Text-C
プログラミング言語「Text-C」は、C言語をベースに文字列処理に適したテキストライブラリとプロパティを追加したWZのマクロ言語です。
Text-Cは、下記のプログラムツールに対応しています。
コマンドによる編集テキストの操作、ツールによる編集テキストのステータス表示、プラグインによるWZのカスタマイズが可能です。
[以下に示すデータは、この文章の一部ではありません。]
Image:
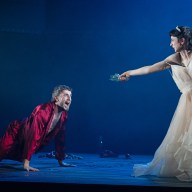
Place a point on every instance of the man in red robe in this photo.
(47, 121)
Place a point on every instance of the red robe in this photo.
(23, 138)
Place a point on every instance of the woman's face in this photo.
(177, 44)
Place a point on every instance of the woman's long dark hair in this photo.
(183, 32)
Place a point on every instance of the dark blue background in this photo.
(81, 43)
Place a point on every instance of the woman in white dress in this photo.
(173, 158)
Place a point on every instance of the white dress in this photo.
(173, 158)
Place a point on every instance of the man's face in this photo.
(176, 44)
(64, 99)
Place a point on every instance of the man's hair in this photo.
(58, 90)
(183, 32)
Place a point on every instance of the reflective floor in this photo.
(92, 173)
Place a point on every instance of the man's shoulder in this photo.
(44, 106)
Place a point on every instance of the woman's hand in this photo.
(124, 76)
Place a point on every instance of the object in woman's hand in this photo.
(114, 77)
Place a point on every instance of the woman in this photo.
(173, 158)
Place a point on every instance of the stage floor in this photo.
(91, 173)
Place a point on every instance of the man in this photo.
(47, 121)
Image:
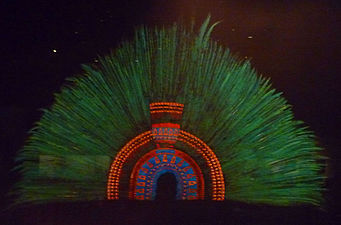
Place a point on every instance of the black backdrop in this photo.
(295, 43)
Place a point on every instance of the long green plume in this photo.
(266, 156)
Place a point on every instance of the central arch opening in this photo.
(166, 187)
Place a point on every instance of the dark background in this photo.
(295, 43)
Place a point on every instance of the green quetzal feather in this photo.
(266, 156)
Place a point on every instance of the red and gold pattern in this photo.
(189, 176)
(216, 174)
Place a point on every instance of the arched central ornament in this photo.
(165, 158)
(143, 182)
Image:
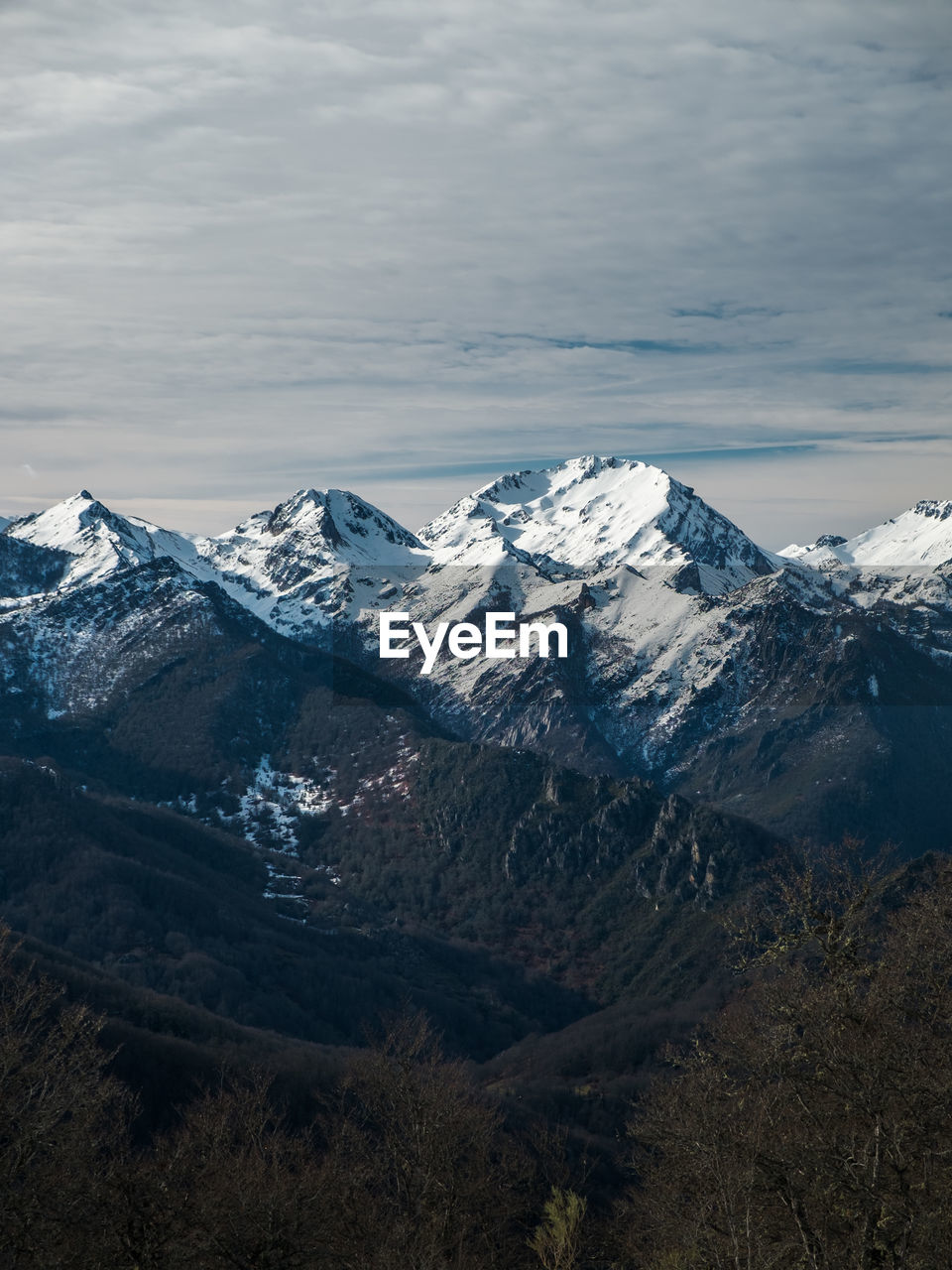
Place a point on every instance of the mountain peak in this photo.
(918, 539)
(592, 513)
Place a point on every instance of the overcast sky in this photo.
(404, 246)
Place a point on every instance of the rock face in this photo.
(811, 690)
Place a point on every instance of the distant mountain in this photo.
(797, 689)
(295, 567)
(918, 539)
(590, 515)
(96, 541)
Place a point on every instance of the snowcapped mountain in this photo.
(918, 539)
(688, 643)
(96, 541)
(590, 515)
(298, 566)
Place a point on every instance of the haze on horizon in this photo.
(403, 248)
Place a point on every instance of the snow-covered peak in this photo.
(293, 566)
(99, 540)
(918, 539)
(331, 525)
(588, 515)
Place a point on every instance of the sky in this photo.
(403, 246)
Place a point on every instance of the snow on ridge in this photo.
(918, 539)
(590, 513)
(100, 541)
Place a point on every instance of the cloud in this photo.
(248, 243)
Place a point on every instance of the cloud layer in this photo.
(250, 246)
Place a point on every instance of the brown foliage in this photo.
(814, 1125)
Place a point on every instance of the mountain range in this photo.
(806, 689)
(218, 803)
コマンド | マクロメニューから選択・実行、キー割り当て用のコマンド |
ツール | ツールビューにダイアログやステータスを表示する各種ツールの作成 (例) 文字数カウント、検索ツール、置換ツール、ファイル登録ツール |
ステータスツール | ステータスバーのミニツールの作成 (例) カーソル位置の表示、検索ボックス、原稿用紙枚数表示 |
プラグイン | WZ7の標準コマンドの拡張、コマンドの追加、メニューの追加・変更 |
アプリケーション | WZ EDITORと独立動作するアプリケーションの作成 (例) WZ Filer、WZ Grep、Textc Mail、Textc Ftp Filer |
Text-Cは、ユーザカスタマイズからテキストエディタの拡張や本格アプリケーション作成に対応する、
下記のAPIと構文を提供しています。
APIの一覧や使用方法は、WZのプログラムフォルダのtext.hファイルに記載されています。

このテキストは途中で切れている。